Tricky state machines

You have a programmable logic design, and you have tested it on the bench. Everything works. You have run functional simulation backwards and forwards. Then you re-spin the design to change or add something, and...something locks up. A part of the circuit no longer operates. Or a subblock that you did not touch starts giving sporadic malfunctions. Sometimes this malfunction is hard to recreate. It only shows up after a lot of testing. What is going on?

There is a good chance you are having issues with synchronization. You either have an asynchronous signal going into your synchronous logic, or a signal from one clock domain going into logic in another clock domain. Most designers are somewhat aware of these problems, but in large, complex design it is easy to overlook things or take shortcuts and assume that things will work.

Finite state machines are very susceptible to this kind of problem. At each active clock edge, the inputs to the flip-flops that comprise the state machine will be sampled to determine the next state. The inputs must be valid before the setup-hold window around this clock edge. When you run the place-and-route tool, it will run timing analysis to insure that this requirement is met, but normally it will do this only for signals in this clock domain.

It is easy to overlook an asynchronous input, or a signal from another clock domain which is essentially asynchronous to the clock that runs the state machine. There is no guaranteed timing relationship between this input and the setup-hold window of the clock. Input signals can change state right in this setup-hold window. If this signal goes to the input logic of more than one flip-flop, the data path delay is likely to be slightly different for each flip-flop, and the new input state will be latched by some flip-flops on the current clock edge, but not others. Depending on how the state machine is coded, you could throw it either into an unexpected but valid state, or into an undefined state (especially if it is one-hot encoded.) This will cause the state machine to malfunction or hang.

By the way, a counter is a state machine. It might be easy to take an asynchronous signal and use it as a "synchronous" clear signal that only has to reset the counter to zero. The thought is that the counter reset will be active for a few clocks, and even if the signal initially only gets to some of the registers, it will get to all of them on the next clock. However, this reset is going to be released at some point, and if it de-asserts on a clock edge, you can get unexpected results because the clear signal is combined with counting logic that is trying to increment the counter when not in reset.
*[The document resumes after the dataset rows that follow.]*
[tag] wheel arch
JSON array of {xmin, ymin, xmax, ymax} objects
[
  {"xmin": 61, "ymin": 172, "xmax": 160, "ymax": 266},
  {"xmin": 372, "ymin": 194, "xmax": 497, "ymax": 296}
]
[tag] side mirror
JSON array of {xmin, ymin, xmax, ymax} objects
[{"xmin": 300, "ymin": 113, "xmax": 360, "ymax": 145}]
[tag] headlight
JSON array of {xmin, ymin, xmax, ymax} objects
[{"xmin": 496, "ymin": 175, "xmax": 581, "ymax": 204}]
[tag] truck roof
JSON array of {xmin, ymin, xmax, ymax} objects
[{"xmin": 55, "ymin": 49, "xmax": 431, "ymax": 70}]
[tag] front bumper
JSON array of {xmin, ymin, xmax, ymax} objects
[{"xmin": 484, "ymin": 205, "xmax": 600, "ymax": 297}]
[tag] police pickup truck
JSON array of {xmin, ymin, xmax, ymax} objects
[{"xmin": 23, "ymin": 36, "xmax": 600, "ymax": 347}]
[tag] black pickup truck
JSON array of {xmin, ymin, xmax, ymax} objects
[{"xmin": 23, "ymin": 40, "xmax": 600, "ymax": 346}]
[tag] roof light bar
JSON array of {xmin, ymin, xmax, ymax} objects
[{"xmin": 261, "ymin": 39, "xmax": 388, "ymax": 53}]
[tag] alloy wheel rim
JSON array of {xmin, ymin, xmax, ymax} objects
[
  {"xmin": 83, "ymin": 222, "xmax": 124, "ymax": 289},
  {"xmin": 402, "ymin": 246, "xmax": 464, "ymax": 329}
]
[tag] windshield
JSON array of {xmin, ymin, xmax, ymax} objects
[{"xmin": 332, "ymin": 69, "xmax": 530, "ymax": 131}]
Even a single flip-flop can show unexpected results. If the input consists of logic that can either set or reset the flip-flop, and the "set" logic is synchronized properly, but the "reset" logic is asynchronous, you can still have problems. I have seen that even when the "set" logic remains inactive, and the aynchronous "reset" logic activates, the flip-flop can be set. From an RTL point of view, this makes no sense. But at the gate level, something else happens that produces the opposite of the expected result. The only safe option is to synchronize all signals into the correct clock domain.